Some people do have answers. They say exactly what they are writing the way that the average person can get a sense of the story. Do we really want simple ways of understanding the subject and the trajectory of a narrative, or don’t we just want to be engaged in whatever we are being told? Think about it. We are creatures of passion. Every form of communication is grabbing our attention. We need to be bitten, stroked, moved. The quiet things work on us because we are more complex than we can understand. So why do we want things to be simple? Why do you ask me what I write about if you also appreciate that I am dedicated to using the energy to figure that out? You see a break in my sentence and seek to undermine my strength. I want to stop my performance and tell you that there are more than two of me inside of me. And the two of me aren’t going to the same place. Or at least we aren’t looking in the same direction.

IMG_4101

I remember when I got on the plane to San Francisco and the feeling that I was leaving. You abandon some of your selves along the way to gain other selves.

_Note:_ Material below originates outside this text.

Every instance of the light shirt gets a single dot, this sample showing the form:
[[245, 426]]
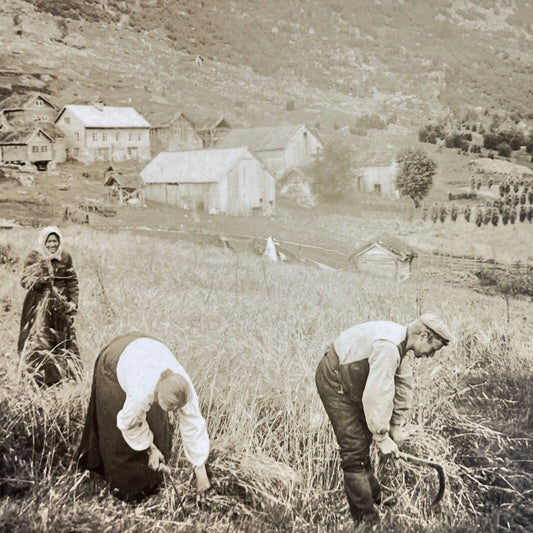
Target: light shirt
[[138, 371], [387, 395]]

It takes strength and courage. It only stings until you get used to it. I was doing a lot of leaving. Leaving was like breaking the rules and getting away with it. It was my way. You keep on going as long as you want to go. How long you went depended on if you knew where you were going.

I wanted to give myself a chance to write full-time, and by that I meant, write without having to expend the creative and mental energy on work tasks that would take me away from the sustained focus. I figured the work that needed to be written would emerge as an outcome of life and living. Some of it would penetrate the seams of what I wanted to write and what I knew. And it could turn out fine, even if I borrowed it, but I needed time to learn not to stitch and glue. I needed to give way to the flow, to follow it, and to let it take over until it was time to do the real work required from writing. It’s not about putting more books out there. It’s about translating the impossibly communicated dualities and multiplicities of personality and heart. We could write a straightforward invention with bullets and vixens, but where would we be in the middle of that? How could we still maintain our park bench view into a life that existed on the margins? Would we sacrifice all that just to be engaging?

I gave myself a decade to write whatever it was that I needed to write, but it didn’t turn out to be anything I needed to write. It was a way of reaching the highest heights—a variation on the life of public service that interested me. Words are the common denominator between you and me now. Most of the time they are combined with images to suggest something to you. If you consider that the way we talk about a thing shapes the way we think about it, then you can begin to get on board with me. My deal was that I wanted to be reasonable and not delude myself about the prospects of making it as a writer. I would contradict myself if I really had to list all the reasons why I think that I’m right there. It’s hard to resist saying everything at once.

There are those who like to refine processes, and those who like the refined process. The difference is as subtle as seeking perfection and perfection itself. Sometimes you have to let go of a word to gain a universe. This universe, our words, the powers within us that some may see honed in their lifetimes, this isn’t the job of institutions or families or neighborhoods, it’s the job of the choices we make when we trust ourselves. It about getting out what we put in.

Yesterday marked the beginning of a new decade for me. I’m starting it with an emphasis on lasting work. I’m focused on outdoing mediated tastes and giving up on the kind of perfectionism that straightjackets innovation. I’m coming out to readers to produce visionary work. It’s been said before, in other words, if you put your heart into something that breaks you then it is the broken parts that become sources of strength and conviction. That’s right there in my idealism. It will also be in my book about the final year of life with my dad. Inspiration Drive is going to be crafted with the intuition and skill that I have learned to trust over these years. I can tell you that it will be surprising because I don’t know what it will ultimately look like. And that’s its greatest strength.